Frankfurter Allgemeine Zeitung - Rezension
Frankfurter Allgemeine Zeitung | Besprechung von 02.02.2022

Spiegel von meisterlichem Schliff
Im Roman "Gegenwindschiff" erkundet Jaan Kross das Leben des estnischen Optikers Bernhard Schmidt

Eine wohltuende Ruhe geht von diesem Buch aus. Dessen Ich-Erzähler, der aus Estland stammende, durch seine Erfindungsgabe bis heute die Astronomie bestimmende Optiker Bernhard Schmidt, ist auf innige, manchmal schmerzhaft ehrliche, aber stets bewundernswert klare Weise bei sich. Er sieht seine Begabungen und seine Behinderungen, die des Körpers - die Verstümmelung seiner rechten Hand - wie die durch seine geographische und soziale Herkunft; er sieht seine Sehnsüchte wie seine Verklemmungen und Verfehlungen, sieht die Schrecknisse in der politischen Geschichte Europas während der ersten Hälfte des zwanzigsten Jahrhunderts und darin die eigene hilflose Angst. Und doch schlummert am Grunde dieses Buches ein durchtriebener, geradezu abenteuerlicher Witz.

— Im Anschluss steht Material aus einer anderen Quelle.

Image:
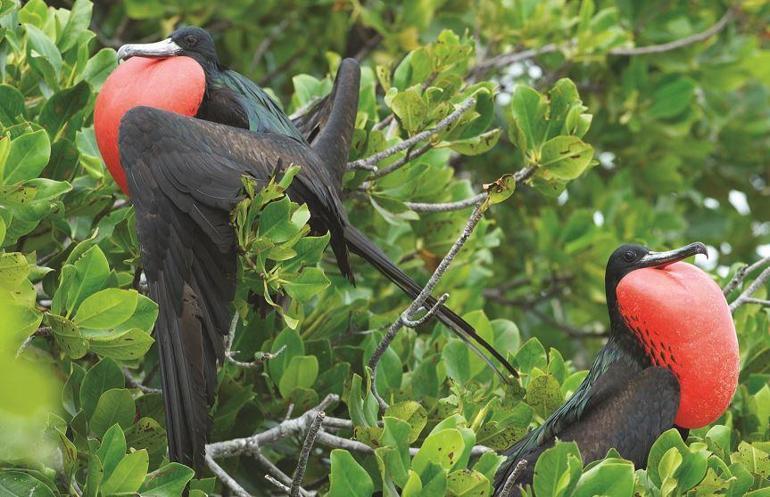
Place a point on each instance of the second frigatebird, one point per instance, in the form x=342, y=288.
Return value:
x=168, y=131
x=671, y=360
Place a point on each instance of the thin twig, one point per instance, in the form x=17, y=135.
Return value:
x=675, y=44
x=278, y=484
x=507, y=59
x=307, y=446
x=410, y=323
x=226, y=479
x=410, y=155
x=277, y=474
x=446, y=206
x=135, y=382
x=248, y=445
x=510, y=482
x=370, y=163
x=520, y=175
x=751, y=290
x=418, y=302
x=742, y=273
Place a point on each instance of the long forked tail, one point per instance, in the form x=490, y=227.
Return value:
x=362, y=246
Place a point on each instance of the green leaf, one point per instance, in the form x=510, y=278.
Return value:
x=411, y=412
x=565, y=157
x=27, y=158
x=42, y=48
x=60, y=108
x=347, y=478
x=611, y=478
x=11, y=107
x=77, y=23
x=168, y=481
x=130, y=345
x=20, y=484
x=527, y=113
x=409, y=106
x=128, y=475
x=443, y=448
x=290, y=344
x=468, y=483
x=475, y=145
x=112, y=450
x=114, y=406
x=310, y=282
x=557, y=470
x=672, y=98
x=104, y=375
x=544, y=394
x=301, y=372
x=99, y=67
x=14, y=269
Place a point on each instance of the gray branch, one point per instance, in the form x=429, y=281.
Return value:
x=510, y=482
x=307, y=446
x=675, y=44
x=418, y=302
x=225, y=478
x=370, y=163
x=755, y=285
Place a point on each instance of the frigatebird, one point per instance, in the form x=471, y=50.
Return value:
x=671, y=360
x=178, y=131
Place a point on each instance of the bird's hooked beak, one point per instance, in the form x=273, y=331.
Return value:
x=163, y=48
x=663, y=259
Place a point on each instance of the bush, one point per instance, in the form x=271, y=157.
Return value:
x=663, y=146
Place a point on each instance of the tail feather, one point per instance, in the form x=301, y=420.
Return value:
x=362, y=246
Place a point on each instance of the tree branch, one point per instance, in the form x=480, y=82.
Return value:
x=370, y=163
x=225, y=478
x=307, y=446
x=510, y=482
x=675, y=44
x=418, y=302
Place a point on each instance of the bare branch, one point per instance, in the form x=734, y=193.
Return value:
x=520, y=175
x=307, y=446
x=418, y=302
x=281, y=486
x=507, y=59
x=135, y=382
x=248, y=445
x=447, y=206
x=510, y=483
x=409, y=323
x=370, y=163
x=742, y=273
x=755, y=285
x=225, y=478
x=675, y=44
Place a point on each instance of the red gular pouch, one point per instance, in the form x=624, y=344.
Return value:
x=175, y=84
x=684, y=323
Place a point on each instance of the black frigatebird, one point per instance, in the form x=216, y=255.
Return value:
x=178, y=131
x=671, y=359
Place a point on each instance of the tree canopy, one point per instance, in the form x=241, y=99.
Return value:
x=526, y=139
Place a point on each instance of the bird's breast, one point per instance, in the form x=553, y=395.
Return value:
x=683, y=322
x=175, y=84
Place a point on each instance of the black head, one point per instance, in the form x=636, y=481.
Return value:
x=190, y=41
x=630, y=257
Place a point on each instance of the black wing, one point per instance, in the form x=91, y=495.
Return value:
x=627, y=412
x=328, y=127
x=184, y=176
x=328, y=124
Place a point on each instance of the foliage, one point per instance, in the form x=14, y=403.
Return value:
x=663, y=148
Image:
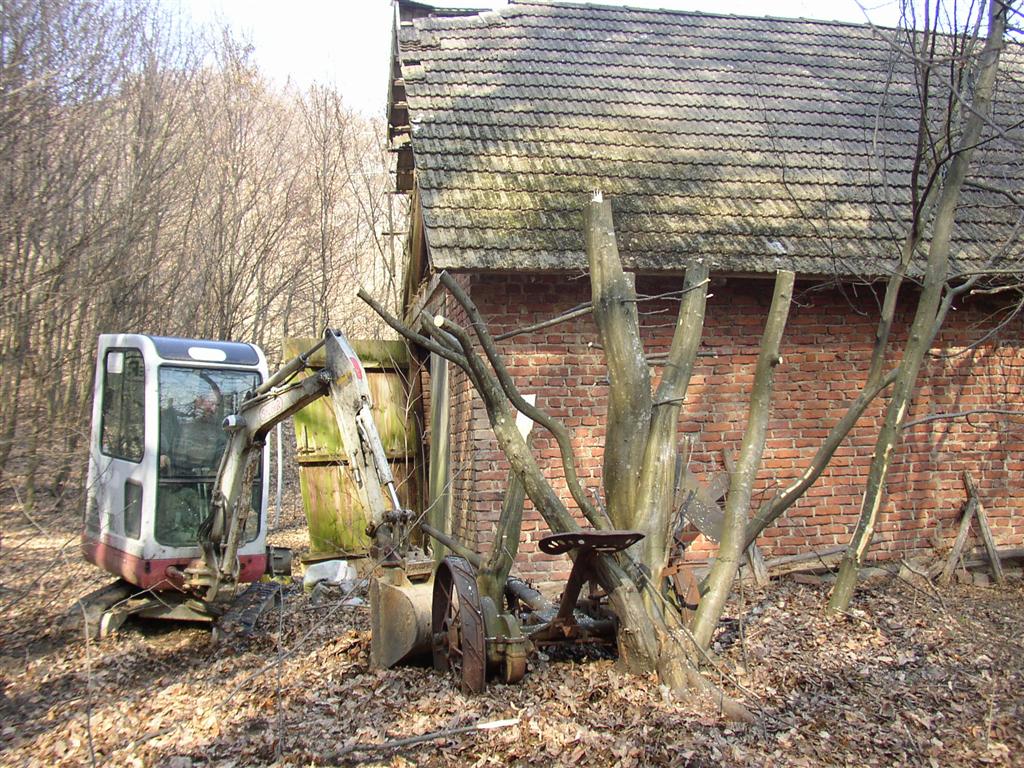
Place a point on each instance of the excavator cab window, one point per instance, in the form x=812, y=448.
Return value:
x=194, y=402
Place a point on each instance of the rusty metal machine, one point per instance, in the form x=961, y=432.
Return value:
x=477, y=638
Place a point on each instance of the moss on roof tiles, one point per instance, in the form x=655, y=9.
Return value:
x=745, y=141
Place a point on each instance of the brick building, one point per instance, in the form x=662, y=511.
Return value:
x=755, y=144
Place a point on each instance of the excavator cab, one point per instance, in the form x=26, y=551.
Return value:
x=156, y=444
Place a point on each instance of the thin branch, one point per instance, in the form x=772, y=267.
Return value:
x=961, y=415
x=411, y=740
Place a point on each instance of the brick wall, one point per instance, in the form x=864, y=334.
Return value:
x=825, y=351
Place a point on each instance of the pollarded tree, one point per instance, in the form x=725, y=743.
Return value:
x=640, y=451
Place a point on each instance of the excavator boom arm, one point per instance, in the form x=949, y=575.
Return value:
x=344, y=379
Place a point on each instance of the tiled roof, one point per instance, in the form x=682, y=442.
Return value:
x=757, y=143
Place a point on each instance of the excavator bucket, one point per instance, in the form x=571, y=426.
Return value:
x=399, y=617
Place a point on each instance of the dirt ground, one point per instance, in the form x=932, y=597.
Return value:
x=913, y=676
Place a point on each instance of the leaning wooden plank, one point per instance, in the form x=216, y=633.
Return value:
x=979, y=560
x=954, y=554
x=776, y=563
x=986, y=532
x=757, y=562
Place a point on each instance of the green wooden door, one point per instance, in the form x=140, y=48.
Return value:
x=335, y=515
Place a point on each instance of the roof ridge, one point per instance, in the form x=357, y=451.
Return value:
x=681, y=12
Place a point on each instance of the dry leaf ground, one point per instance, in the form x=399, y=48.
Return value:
x=911, y=677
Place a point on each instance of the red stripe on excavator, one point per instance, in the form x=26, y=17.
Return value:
x=153, y=573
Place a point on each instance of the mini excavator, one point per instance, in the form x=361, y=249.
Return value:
x=176, y=509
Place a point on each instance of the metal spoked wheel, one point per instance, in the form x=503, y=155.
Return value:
x=457, y=625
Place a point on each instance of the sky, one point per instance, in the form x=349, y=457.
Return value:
x=347, y=43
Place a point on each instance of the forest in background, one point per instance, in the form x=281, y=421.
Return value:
x=154, y=180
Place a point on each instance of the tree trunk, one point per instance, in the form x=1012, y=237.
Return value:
x=927, y=311
x=737, y=505
x=629, y=378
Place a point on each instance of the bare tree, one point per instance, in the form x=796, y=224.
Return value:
x=641, y=442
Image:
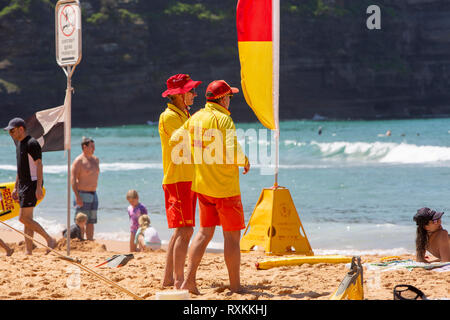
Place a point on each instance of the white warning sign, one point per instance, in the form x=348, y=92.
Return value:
x=68, y=32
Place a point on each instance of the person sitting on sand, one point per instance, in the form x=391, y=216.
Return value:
x=147, y=237
x=78, y=229
x=135, y=211
x=431, y=236
x=8, y=250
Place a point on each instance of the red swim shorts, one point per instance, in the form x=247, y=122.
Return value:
x=180, y=204
x=227, y=212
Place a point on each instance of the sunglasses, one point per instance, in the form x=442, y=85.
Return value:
x=436, y=221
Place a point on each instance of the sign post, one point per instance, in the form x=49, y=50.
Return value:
x=68, y=56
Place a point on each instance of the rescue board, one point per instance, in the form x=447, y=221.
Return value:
x=9, y=208
x=299, y=260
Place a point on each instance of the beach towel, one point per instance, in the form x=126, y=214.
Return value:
x=408, y=264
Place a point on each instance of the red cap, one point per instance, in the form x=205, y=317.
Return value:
x=219, y=89
x=179, y=84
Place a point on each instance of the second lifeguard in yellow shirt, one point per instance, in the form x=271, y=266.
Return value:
x=180, y=200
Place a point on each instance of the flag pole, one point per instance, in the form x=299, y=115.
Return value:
x=67, y=142
x=276, y=80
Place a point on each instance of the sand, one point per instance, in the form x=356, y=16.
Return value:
x=47, y=277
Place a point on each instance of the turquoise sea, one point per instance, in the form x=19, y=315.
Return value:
x=355, y=189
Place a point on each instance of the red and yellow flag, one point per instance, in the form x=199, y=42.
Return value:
x=254, y=27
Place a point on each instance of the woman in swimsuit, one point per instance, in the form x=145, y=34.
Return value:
x=431, y=236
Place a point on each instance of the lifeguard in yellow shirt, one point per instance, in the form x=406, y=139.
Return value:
x=180, y=201
x=217, y=156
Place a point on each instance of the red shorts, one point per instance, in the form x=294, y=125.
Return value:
x=180, y=204
x=227, y=212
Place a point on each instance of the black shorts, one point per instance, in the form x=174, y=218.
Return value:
x=27, y=194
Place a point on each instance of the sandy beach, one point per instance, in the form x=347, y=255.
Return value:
x=47, y=277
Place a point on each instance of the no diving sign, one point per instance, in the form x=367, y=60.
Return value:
x=68, y=32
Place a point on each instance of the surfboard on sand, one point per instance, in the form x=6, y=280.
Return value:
x=9, y=208
x=298, y=260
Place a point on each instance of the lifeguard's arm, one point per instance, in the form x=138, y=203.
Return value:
x=234, y=153
x=176, y=133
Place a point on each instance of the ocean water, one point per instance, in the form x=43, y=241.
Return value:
x=355, y=189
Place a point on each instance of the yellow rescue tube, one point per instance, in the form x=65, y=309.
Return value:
x=299, y=260
x=9, y=208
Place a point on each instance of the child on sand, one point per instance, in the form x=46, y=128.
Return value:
x=8, y=250
x=135, y=210
x=147, y=237
x=431, y=236
x=79, y=228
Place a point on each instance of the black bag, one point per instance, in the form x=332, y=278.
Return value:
x=407, y=292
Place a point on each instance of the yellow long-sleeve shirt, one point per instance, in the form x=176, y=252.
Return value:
x=174, y=171
x=215, y=151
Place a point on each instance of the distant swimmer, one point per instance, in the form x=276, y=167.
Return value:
x=431, y=236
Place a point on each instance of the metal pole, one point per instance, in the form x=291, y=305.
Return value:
x=69, y=110
x=276, y=79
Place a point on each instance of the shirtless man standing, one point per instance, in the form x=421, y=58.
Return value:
x=84, y=172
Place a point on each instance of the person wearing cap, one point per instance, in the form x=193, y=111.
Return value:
x=180, y=201
x=217, y=156
x=84, y=172
x=29, y=181
x=431, y=236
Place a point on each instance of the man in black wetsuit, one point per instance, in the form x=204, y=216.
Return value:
x=29, y=181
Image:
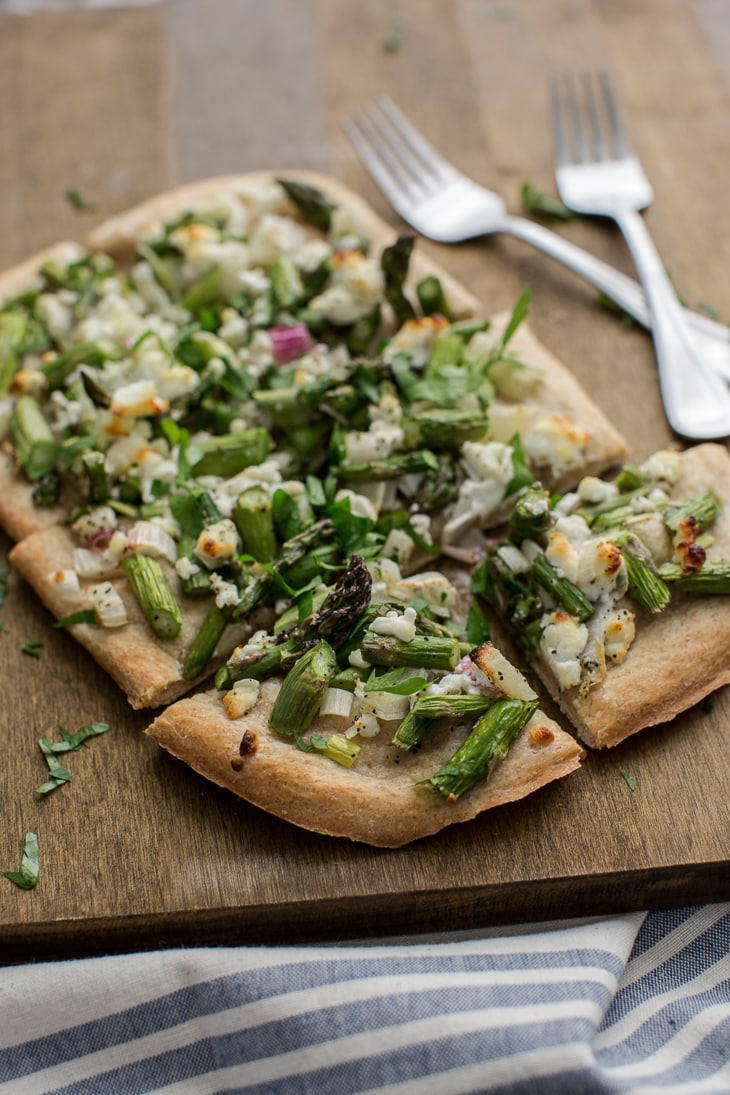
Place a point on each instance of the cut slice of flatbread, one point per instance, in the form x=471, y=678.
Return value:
x=378, y=800
x=148, y=669
x=680, y=655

Der Autor Jaan Kross schildert das Schleifen von Spiegeln mit fotorealistischer Präzision und beginnt doch schon im Vorwort, das zur Konzeption dieses Romans untrennbar hinzugehört, mit einer geschliffenen Eulenspiegelei. Während er diskutiert, welchem Genre sein Buch genügen mag, der Biographie oder dem Roman, lässt er die Bemerkung fallen, "dass historische Fakten und Ausgedachtes zwischen den Buchdeckeln gleichermaßen real" seien. Und er präzisiert: "Zum Beispiel sind meine Unterhaltungen mit den Menschen, die ich in der Bundesrepublik Deutschland getroffen habe (wo ich mit ihnen über Bernhard Schmidt sprach) genauso real wie meine Gespräche mit Erik Schmidt auf Mallorca (wohin zu reisen sich als zu kompliziert herausgestellt hatte, weshalb ich überhaupt nicht dort gewesen bin)."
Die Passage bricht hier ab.